The night before Barack Obama’s inauguration we watched the 1998 movie ‘Patch Adams‘. It turns out that Patch has a bit in common with Mr Obama. Both can provide us with inspiration for dealing with challenging times and for getting more life out of life.

Patch Adams is an American doctor who believes, literally, that laughter is the best medicine. He was made famous by the aforementioned film which was inspired by his life. You may remember it starred Robin Williams. Patch eschews what he sees as the over-seriousness and false hierarchy dominating western medical care. He also likes acting the clown.

Barack Obama is President of the United States. (I know that you know that, but that’s the first chance I’ve had to write it as a statement of fact rather than hope). Obama has a great respect for the traditions which keep history alive. He has little respect for conventions which kill off innovation and original thought.

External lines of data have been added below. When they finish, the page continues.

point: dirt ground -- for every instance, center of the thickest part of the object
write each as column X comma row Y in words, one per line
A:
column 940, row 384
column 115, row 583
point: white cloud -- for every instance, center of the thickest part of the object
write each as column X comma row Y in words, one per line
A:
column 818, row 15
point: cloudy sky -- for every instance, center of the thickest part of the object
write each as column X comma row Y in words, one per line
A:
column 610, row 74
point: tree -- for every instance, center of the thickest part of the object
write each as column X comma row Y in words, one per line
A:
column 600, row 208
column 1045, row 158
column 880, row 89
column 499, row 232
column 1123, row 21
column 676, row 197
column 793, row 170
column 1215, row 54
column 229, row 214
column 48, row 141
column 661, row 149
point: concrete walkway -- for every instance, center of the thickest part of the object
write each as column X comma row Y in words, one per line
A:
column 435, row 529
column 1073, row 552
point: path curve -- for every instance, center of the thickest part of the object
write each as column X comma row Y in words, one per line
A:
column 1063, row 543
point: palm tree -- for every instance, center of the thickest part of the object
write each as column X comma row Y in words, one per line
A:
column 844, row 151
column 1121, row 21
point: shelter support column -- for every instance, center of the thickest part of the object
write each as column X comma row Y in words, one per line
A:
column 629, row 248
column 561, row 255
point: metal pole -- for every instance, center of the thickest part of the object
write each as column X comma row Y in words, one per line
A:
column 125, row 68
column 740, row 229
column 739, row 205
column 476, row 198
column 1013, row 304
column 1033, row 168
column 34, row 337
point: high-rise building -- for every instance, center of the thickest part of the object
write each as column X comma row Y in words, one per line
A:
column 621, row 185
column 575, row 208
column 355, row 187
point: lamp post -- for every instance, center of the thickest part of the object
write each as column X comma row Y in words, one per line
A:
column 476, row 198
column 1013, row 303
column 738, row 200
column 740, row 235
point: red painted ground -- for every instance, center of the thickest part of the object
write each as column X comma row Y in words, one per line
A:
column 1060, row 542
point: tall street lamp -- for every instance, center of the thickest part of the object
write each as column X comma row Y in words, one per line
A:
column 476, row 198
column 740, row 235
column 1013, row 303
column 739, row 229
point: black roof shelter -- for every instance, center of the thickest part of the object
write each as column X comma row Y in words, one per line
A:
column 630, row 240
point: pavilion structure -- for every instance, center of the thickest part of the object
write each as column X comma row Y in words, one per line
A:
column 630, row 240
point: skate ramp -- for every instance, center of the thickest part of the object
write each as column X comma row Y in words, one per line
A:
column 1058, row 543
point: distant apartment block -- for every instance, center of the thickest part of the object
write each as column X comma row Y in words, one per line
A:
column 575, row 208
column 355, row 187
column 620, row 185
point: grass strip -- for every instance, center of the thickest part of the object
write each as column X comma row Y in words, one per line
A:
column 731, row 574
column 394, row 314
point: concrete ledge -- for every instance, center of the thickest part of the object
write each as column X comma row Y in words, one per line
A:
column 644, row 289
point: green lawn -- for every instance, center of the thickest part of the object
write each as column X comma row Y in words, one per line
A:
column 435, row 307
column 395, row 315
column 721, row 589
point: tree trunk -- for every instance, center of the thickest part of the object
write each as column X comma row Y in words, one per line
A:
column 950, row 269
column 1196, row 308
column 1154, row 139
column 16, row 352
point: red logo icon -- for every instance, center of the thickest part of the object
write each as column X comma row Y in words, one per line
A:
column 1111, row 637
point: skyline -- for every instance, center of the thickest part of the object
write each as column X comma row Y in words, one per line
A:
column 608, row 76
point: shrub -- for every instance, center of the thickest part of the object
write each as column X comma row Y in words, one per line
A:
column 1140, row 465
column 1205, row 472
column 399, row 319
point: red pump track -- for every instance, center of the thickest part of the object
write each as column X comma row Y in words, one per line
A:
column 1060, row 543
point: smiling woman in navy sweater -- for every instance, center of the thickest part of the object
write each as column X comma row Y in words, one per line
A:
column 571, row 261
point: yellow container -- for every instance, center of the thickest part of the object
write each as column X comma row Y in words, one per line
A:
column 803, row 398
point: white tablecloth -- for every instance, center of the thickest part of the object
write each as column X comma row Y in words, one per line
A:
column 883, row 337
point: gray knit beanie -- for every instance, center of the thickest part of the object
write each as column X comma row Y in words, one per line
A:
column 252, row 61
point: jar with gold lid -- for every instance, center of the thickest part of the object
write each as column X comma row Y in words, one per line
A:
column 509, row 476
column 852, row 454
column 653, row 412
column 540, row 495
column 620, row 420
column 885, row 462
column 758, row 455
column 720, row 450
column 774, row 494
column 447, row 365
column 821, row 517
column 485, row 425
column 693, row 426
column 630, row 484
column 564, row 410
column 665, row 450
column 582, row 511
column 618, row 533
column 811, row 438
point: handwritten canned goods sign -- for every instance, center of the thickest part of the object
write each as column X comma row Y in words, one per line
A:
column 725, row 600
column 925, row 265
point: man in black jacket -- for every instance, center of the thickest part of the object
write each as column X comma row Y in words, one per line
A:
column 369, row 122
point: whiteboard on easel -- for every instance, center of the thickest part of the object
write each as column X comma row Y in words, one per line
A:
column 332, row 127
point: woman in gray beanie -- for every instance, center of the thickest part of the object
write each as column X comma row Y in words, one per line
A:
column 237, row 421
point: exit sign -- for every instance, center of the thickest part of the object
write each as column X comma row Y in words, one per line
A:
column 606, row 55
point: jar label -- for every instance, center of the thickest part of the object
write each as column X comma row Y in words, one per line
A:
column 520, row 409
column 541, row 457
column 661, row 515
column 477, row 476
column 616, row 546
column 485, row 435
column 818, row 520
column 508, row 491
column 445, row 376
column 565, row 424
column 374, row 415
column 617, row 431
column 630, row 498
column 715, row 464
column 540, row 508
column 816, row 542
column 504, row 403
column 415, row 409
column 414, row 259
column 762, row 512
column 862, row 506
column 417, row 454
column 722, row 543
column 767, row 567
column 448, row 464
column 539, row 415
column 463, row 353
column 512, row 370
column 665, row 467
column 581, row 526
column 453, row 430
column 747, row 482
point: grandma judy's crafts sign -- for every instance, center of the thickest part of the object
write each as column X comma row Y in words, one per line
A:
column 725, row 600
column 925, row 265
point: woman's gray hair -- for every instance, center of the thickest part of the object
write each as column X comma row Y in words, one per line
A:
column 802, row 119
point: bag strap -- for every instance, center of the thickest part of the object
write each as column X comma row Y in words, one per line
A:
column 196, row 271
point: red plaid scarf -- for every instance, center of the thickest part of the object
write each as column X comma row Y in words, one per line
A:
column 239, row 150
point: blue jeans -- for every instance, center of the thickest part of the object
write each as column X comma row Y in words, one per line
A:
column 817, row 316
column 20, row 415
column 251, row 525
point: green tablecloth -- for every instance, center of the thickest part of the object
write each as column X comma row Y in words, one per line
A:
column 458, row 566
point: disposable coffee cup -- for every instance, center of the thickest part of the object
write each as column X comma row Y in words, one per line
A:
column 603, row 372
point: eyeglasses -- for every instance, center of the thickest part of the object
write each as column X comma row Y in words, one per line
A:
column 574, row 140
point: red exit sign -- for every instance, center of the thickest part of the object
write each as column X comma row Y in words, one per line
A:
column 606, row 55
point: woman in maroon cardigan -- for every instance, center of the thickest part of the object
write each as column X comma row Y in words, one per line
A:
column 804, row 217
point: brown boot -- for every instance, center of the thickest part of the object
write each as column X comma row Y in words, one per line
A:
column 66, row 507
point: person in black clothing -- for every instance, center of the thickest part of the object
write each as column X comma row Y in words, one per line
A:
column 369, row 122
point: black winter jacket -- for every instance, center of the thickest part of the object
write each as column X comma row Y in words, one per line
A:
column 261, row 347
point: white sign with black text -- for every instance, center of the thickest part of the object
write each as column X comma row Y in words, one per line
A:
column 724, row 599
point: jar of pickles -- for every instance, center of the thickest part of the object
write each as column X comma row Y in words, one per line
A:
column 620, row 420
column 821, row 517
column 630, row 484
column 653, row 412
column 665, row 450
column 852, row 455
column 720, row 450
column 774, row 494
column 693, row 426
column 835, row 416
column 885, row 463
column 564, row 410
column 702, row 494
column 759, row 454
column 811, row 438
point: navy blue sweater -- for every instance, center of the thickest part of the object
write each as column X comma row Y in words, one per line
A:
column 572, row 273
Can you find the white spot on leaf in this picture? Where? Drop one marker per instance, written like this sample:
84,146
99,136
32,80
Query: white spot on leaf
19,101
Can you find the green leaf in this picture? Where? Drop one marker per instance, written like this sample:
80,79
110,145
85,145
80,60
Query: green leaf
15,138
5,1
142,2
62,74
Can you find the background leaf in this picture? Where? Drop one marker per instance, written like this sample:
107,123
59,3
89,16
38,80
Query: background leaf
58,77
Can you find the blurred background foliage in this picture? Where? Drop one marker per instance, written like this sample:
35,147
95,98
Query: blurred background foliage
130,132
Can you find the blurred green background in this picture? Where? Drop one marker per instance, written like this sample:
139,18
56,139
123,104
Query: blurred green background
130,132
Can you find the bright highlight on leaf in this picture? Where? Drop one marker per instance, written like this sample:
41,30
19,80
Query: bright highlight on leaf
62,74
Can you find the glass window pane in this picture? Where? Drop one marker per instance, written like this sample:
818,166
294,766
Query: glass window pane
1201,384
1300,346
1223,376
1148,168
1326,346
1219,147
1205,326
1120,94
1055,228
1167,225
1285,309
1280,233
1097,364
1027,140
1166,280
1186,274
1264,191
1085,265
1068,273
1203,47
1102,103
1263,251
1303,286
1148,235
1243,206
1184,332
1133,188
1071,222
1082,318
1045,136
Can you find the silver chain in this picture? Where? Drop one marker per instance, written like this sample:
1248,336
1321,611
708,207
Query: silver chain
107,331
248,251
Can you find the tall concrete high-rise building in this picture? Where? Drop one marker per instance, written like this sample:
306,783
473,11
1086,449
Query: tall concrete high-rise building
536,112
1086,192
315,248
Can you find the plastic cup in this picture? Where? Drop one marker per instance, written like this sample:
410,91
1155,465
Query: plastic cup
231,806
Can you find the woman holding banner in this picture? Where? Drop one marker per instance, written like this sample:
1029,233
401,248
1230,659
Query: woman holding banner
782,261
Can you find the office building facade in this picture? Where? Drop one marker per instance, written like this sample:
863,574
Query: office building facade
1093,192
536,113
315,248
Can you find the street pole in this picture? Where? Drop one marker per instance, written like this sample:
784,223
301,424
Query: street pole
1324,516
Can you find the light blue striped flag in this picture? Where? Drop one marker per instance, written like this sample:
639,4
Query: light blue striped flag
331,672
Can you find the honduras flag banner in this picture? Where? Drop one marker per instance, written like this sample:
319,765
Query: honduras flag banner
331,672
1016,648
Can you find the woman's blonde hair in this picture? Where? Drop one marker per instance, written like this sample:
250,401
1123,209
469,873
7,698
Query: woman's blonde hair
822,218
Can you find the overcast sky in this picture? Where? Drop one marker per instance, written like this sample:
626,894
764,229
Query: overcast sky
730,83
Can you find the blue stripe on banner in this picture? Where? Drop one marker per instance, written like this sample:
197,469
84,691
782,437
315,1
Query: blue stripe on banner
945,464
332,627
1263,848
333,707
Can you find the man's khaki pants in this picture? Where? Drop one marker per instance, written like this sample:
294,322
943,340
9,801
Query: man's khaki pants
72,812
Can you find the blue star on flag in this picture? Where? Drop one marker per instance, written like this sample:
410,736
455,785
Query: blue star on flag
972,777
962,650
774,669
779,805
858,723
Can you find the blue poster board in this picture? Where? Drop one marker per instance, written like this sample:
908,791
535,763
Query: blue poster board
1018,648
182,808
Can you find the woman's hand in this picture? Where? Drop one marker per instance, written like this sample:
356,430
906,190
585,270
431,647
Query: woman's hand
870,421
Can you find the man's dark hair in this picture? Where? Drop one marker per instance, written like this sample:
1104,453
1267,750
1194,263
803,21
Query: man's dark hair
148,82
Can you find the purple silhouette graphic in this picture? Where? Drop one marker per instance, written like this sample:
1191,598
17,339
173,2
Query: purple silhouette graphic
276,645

The powerful quality shared by Adams and Obama is what we might call ‘selective conformity’.

From very early in our lives, most of us start carrying with us a swag of social norms. Doing so is essential to acceptance. Society isolates and casts out those who are excessively different in the same way that the immune system wards off germs.

Unfortunately we become so used to carrying our collection of conformances with us that we forget to set them aside at times when they are no longer useful.

Our norms have us accepting outdated work practices. They cause us to disregard interesting but risky ideas, hampering innovation. They see us granting respect to position rather than merit. They allow racism and other discriminations to fester. They keep many in dead-end jobs and spiritless lifestyles. They promote government and business cultures in which political agendas and ideology stifle enterprise for the common good, the knee-jerk outnumbers the thought-through and mediocrity is the only winner.

Selective conformity allows those who possess it to carry enough norms with them to achieve acceptance but not so many that they are held back. It allows a doctor to wear a red nose if it makes his patient laugh and a president to appoint a cabinet member from the previous administration because he’s the best man for the job.

Of course, selective conformity is available to all of us. We can all draw on it by being honest with ourselves, by asking ‘why?’ more often, by challenging the status quo as an end in itself. It does require courage, taking us closer as it does to the precipice of social unacceptance. But I suspect we’d all find some liberation in the lighter load.